Hay un contexto geopolítico que le da verosimilitud a esta osadía tecnológica en la zona sur del tercer mundo: “Cuando menos lo esperes, la guerra entre Estados Unidos y China va a escalar. Llegado el momento, los primeros blancos de un ataque oriental vamos ser nosotros, como podrás imaginarte. Las mismas oficinas en donde jóvenes intrépidos, idealistas, gente como nosotros se junta a soñar y a diseñar las herramientas para un mundo mejor van a ser el escenario de la peor de las masacres”, dice Larry. Mudarse a la costa argentina, “el punto geográfico más alejado de las zonas militarizadas”, es la opción que encontró este gurú. Ahí instala un campus. En la construcción de ese polo tecnológico proliferan los personajes y las historias. El mundo, más dramático, más acelerado, más confuso, aún tiene internet, que dejó de ser “un lugar democrático y neutro para convertirse en un baldío inhóspito regido por una conciencia autómata”.
Si “este planeta es inviable” y “tampoco se puede confiar en los humanos”, ¿cuál es la solución?

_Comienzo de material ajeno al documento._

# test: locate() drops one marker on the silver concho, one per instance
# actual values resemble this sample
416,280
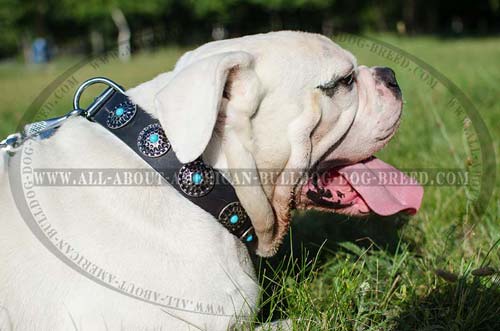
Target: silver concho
121,115
152,141
233,216
196,179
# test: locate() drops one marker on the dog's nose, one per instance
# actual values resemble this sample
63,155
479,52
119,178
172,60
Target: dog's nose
388,77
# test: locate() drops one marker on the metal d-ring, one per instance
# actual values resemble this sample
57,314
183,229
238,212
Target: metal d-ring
112,86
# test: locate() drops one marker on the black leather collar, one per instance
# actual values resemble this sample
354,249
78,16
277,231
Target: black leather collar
196,181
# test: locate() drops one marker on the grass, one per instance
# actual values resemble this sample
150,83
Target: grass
394,273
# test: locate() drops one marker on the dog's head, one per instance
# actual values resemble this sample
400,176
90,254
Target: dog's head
286,104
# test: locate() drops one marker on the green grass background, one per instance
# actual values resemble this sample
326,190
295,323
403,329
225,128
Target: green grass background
375,274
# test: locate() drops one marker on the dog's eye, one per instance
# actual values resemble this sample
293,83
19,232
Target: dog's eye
347,80
331,88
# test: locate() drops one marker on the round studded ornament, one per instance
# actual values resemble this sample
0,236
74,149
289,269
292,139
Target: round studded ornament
196,179
121,115
152,141
233,216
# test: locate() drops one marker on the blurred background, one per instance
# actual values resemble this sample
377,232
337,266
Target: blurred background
37,31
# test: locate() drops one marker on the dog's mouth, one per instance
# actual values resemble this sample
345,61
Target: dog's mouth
369,186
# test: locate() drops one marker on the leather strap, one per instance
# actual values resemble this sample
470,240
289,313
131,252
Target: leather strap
130,124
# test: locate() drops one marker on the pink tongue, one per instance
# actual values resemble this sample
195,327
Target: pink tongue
385,189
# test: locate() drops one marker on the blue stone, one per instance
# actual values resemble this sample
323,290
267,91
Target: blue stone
154,138
196,178
234,219
119,111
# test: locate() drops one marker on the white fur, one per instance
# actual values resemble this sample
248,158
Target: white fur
274,118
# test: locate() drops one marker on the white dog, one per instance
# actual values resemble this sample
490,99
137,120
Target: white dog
285,100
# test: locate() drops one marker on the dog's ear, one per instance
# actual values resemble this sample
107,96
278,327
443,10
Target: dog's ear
188,106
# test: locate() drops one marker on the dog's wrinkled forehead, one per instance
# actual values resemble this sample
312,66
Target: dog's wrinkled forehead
308,58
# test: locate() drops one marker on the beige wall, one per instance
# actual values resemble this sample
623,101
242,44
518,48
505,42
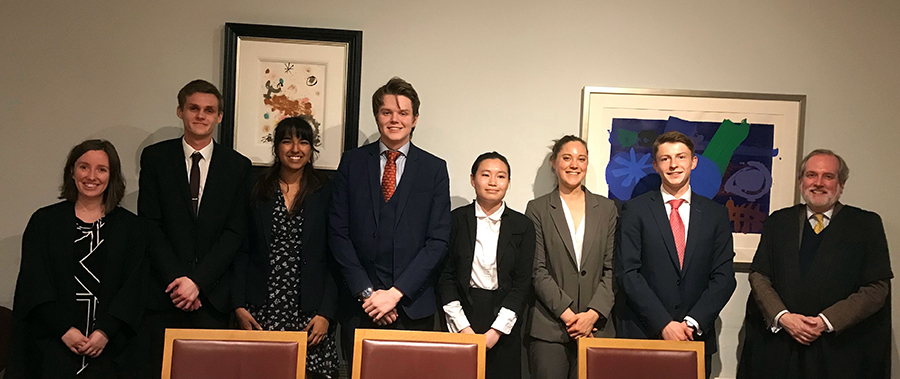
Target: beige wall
493,75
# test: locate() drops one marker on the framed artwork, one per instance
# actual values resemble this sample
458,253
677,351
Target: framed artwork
274,72
748,146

Desde hace tiempo Larry viene construyendo un refugio en Marte. Ya llevó gente allá, lo están esperando; pronto, cuando la Tierra no dé para más, será su turno. Pero como “del amor a la paranoia hay un paso”, irrumpe una sospecha: “la persona menos esperada puede ser un androide chino enviado para espiarnos”. Desde entonces la armonía se intensifica: hay que detectar al intruso. Para eso llevan al campus a un psiquiatra especializado, el doctor Veh, que con un test efectivo deberá determinar qué empleado es un robot. Pero, ¿cuál es el status de los androides en esta distopía? ¿Puede que sean “incluso más humanos que nosotros”? En El resto sintético, su primera novela, Luciano Rosé desdibuja las fronteras de lo humano tanto en lo corporal como en lo territorial y lo que encuentra es que, pese a todo, siempre estamos perdidos.